All I get when I enter this command is
A greater-than cursor

Ubuntu
Using Meta-Llama-3-8B-Instruct and Oogabooga to train.
16G GPU - nothing signifigant should be running.

NVIDIA-SMI 550.107.02 Driver Version: 550.107.02 CUDA Version: 12.4 |
|-----------------------------------------±-----------------------±---------------------+
| GPU Name Persistence-M | Bus-Id Disp.A | Volatile Uncorr. ECC |
| Fan Temp Perf Pwr:Usage/Cap | Memory-Usage | GPU-Util Compute M. |
| | | MIG M. |
|=========================================+========================+======================|
| 0 NVIDIA GeForce RTX 4070 … Off | 00000000:01:00.0 On | N/A |
| 0% 35C P8 7W / 285W | 15273MiB / 16376MiB | 3% Default |
| | | N/A |
±----------------------------------------±-----------------------±---------------------+

±----------------------------------------------------------------------------------------+
| Processes: |
| GPU GI CI PID Type Process name GPU Memory |
| ID ID Usage |
|=========================================================================================|
| 0 N/A N/A 2501 G /usr/lib/xorg/Xorg 195MiB |
| 0 N/A N/A 2884 C+G …libexec/gnome-remote-desktop-daemon 211MiB |
| 0 N/A N/A 2937 G /usr/bin/gnome-shell 26MiB |
| 0 N/A N/A 3807 G /opt/teamviewer/tv_bin/TeamViewer 16MiB |
| 0 N/A N/A 4551 G …AAAAAAAACAAAAAAAAAA= --shared-files 25MiB |
| 0 N/A N/A 4646 G /usr/bin/nautilus 27MiB |
| 0 N/A N/A 5920 G …seed-version=20240913-050142.817000 85MiB |
| 0 N/A N/A 14891 C python 14652MiB |

Suggestions appreciated.

I’m unsure I understand your question correctly.

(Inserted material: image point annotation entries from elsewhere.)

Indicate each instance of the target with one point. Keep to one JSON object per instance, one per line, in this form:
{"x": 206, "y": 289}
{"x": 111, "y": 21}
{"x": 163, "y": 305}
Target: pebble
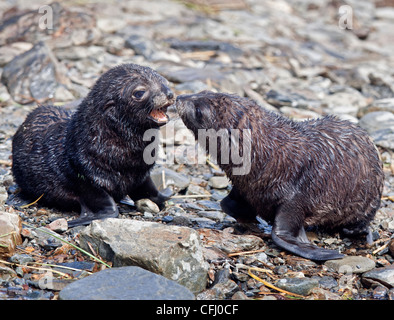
{"x": 303, "y": 66}
{"x": 10, "y": 229}
{"x": 301, "y": 286}
{"x": 125, "y": 283}
{"x": 384, "y": 276}
{"x": 172, "y": 251}
{"x": 59, "y": 225}
{"x": 146, "y": 205}
{"x": 351, "y": 264}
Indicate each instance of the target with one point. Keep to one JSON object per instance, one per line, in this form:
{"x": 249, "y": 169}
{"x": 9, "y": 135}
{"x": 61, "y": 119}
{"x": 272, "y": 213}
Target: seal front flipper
{"x": 290, "y": 235}
{"x": 96, "y": 204}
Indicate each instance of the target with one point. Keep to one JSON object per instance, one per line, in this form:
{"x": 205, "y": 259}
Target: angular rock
{"x": 302, "y": 286}
{"x": 33, "y": 75}
{"x": 172, "y": 251}
{"x": 354, "y": 264}
{"x": 146, "y": 205}
{"x": 384, "y": 276}
{"x": 10, "y": 229}
{"x": 172, "y": 178}
{"x": 59, "y": 225}
{"x": 125, "y": 283}
{"x": 378, "y": 120}
{"x": 227, "y": 242}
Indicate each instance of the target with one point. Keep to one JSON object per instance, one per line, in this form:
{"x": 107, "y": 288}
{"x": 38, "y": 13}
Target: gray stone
{"x": 10, "y": 229}
{"x": 384, "y": 138}
{"x": 384, "y": 276}
{"x": 214, "y": 215}
{"x": 146, "y": 205}
{"x": 378, "y": 120}
{"x": 172, "y": 178}
{"x": 125, "y": 283}
{"x": 301, "y": 286}
{"x": 32, "y": 75}
{"x": 354, "y": 264}
{"x": 172, "y": 251}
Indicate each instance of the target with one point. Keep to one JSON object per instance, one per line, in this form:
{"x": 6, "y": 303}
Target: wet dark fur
{"x": 96, "y": 151}
{"x": 324, "y": 172}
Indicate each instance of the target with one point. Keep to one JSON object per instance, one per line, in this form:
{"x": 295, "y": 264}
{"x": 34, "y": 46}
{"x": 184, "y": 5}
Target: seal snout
{"x": 161, "y": 103}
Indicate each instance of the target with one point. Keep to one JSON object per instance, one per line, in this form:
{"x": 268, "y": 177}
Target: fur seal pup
{"x": 324, "y": 172}
{"x": 93, "y": 157}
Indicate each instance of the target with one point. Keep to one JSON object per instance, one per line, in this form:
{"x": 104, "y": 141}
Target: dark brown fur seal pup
{"x": 93, "y": 157}
{"x": 324, "y": 172}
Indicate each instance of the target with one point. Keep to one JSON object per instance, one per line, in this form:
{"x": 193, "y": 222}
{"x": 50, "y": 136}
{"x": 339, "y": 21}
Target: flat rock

Are you in a Python REPL and are just seeing the >>> markers waiting for your input or is this call printing it?

I typed it on a Linux command line.
I’m just getting started and only have a glimmer of what I’m doing. Should I be inside an environment first?

I’m not sure where exactly you are seeing this output, but in any case calling empty_cache() won’t find the OOM issue since PyTorch will try to release the cache and reallocate the memory internally first before raising the OOM error to the user. You might this need to decrease the overall memory usage e.g. by reducing the batch size of your training.